1. “Model name already exists” Error

Problem: Attempting to upload with a duplicate model name Solution: Choose a unique model name for your adapter

2. Missing Required Files

Problem: Adapter missing adapter_config.json or adapter_model.safetensors Solution: Ensure both files are present in your source location before uploading

3. Base Model Incompatibility

Problem: Adapter trained on unsupported base model Solution: Verify your adapter was trained on one of the supported base models listed above

4. Upload Job Stuck in “Processing”

Problem: Job status remains “Processing” for extended period Solution:
  • Check if file size exceeds limits for your tier
  • Verify presigned URL hasn’t expired (for S3)
  • Ensure Hugging Face token has proper permissions (for private repos)

5. Authentication Errors

Problem: 401 or 403 errors during upload Solution:
  • Verify your Together API key is valid
  • For Hugging Face Hub private repos, ensure HF token is included
  • For S3, check presigned URL is properly generated

FAQs

Q: What are the adapter limits based on my tier?

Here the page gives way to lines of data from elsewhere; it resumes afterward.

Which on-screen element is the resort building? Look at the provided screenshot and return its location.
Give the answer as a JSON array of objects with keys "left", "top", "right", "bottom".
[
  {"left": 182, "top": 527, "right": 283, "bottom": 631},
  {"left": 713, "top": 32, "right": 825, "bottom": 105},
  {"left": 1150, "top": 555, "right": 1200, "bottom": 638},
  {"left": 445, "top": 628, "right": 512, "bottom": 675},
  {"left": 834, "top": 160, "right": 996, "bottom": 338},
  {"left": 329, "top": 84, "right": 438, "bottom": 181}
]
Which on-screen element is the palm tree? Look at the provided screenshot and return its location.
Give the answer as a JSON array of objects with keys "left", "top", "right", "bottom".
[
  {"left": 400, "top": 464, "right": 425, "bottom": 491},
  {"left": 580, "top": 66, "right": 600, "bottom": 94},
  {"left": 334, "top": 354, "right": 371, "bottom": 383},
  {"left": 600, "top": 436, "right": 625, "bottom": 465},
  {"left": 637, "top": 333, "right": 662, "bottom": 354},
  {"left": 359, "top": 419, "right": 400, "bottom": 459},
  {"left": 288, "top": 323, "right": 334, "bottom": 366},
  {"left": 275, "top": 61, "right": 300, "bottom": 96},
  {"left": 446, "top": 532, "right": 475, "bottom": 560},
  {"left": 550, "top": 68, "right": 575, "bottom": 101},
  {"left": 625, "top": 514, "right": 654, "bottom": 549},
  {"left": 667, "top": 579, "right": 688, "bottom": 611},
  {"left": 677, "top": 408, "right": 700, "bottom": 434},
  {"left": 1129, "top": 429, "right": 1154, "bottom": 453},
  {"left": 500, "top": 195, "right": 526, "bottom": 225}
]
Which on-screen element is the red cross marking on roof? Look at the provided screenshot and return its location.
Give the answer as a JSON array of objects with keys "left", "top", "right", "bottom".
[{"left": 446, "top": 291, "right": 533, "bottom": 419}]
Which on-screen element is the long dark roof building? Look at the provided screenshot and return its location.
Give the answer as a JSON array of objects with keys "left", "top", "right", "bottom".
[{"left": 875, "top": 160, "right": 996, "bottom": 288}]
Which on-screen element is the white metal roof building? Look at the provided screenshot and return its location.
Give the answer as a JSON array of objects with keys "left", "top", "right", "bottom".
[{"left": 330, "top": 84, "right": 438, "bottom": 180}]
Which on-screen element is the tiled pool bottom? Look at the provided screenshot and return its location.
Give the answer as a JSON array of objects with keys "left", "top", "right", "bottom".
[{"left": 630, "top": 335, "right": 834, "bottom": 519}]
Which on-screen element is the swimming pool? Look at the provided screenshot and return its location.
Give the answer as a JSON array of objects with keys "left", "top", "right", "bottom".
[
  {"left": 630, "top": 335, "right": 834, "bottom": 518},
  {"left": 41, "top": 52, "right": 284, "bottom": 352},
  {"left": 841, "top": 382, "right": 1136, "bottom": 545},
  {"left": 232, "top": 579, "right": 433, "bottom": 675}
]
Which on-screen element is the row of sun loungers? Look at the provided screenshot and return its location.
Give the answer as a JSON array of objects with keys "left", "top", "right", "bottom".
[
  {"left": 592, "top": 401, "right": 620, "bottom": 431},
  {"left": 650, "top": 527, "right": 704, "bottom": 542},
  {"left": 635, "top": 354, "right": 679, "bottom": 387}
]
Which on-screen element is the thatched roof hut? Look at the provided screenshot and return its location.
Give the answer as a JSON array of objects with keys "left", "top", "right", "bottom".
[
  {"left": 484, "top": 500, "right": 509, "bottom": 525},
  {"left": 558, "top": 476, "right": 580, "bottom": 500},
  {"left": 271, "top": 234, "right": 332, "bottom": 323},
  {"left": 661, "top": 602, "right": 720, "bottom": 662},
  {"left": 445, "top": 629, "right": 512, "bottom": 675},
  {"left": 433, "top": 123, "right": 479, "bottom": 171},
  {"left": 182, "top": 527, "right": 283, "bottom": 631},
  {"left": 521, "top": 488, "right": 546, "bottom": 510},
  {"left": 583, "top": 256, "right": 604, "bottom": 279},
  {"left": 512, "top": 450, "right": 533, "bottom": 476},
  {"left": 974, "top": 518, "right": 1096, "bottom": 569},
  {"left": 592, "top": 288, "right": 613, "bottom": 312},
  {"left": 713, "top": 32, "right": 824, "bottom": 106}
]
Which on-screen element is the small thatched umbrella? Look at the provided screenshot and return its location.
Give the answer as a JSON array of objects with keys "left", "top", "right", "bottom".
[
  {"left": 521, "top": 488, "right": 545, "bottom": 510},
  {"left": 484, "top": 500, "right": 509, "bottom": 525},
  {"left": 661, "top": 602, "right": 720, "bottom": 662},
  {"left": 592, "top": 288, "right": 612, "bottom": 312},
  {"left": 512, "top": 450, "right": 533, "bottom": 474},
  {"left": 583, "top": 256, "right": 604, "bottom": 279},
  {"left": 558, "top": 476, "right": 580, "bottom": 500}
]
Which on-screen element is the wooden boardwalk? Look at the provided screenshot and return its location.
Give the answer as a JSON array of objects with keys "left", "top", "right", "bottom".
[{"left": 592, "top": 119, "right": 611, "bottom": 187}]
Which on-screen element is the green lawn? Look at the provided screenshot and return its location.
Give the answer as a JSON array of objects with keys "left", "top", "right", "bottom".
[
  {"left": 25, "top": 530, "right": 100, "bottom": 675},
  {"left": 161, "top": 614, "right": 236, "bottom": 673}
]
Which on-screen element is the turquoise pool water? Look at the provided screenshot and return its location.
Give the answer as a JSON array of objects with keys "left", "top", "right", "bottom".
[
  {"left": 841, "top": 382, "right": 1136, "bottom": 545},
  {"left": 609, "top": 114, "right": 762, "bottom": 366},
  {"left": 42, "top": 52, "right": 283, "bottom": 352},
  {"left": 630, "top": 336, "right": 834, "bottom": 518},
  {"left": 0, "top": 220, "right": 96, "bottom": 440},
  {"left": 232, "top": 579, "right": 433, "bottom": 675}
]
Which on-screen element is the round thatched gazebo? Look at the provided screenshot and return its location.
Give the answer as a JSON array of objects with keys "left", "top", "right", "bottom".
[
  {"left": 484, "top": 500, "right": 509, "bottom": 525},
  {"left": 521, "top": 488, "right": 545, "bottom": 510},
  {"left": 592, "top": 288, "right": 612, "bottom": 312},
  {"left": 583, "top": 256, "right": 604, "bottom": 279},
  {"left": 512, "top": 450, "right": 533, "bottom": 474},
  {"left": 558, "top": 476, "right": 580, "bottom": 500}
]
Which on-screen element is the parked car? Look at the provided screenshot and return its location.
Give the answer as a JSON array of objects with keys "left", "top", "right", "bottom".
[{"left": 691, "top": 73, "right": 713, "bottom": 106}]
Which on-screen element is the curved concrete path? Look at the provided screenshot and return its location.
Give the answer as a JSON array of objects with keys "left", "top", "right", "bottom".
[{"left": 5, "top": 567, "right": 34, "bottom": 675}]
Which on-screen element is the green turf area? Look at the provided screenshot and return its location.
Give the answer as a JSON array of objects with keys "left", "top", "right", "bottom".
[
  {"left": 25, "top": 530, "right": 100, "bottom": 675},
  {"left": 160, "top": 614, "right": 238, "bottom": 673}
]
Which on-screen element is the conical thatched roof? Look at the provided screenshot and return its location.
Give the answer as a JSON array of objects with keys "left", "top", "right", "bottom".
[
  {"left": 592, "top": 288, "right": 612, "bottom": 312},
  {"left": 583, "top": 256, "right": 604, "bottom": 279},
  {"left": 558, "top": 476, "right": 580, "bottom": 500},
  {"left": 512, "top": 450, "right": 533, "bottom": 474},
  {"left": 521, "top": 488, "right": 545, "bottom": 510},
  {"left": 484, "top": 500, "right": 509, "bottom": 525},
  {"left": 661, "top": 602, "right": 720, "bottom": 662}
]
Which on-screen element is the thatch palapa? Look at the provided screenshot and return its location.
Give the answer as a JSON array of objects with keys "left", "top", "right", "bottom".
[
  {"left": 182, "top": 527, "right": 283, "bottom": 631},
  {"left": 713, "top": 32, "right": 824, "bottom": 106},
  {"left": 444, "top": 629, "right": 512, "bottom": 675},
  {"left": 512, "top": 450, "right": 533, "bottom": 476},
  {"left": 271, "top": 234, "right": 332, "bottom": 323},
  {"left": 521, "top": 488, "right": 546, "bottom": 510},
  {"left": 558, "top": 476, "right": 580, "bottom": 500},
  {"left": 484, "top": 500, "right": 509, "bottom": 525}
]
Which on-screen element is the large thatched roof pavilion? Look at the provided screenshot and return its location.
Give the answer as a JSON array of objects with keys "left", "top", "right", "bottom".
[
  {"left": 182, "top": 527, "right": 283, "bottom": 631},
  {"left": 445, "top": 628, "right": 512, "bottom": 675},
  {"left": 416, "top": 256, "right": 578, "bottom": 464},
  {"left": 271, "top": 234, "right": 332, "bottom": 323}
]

Q: Can I upload adapters trained on platforms other than Together AI?

A: Yes, as long as the adapter is compatible with one of our supported base models and includes the required files

Q: Can I update an existing adapter?

A: Currently, you need to upload with a new model name. Adapter versioning is not yet supported.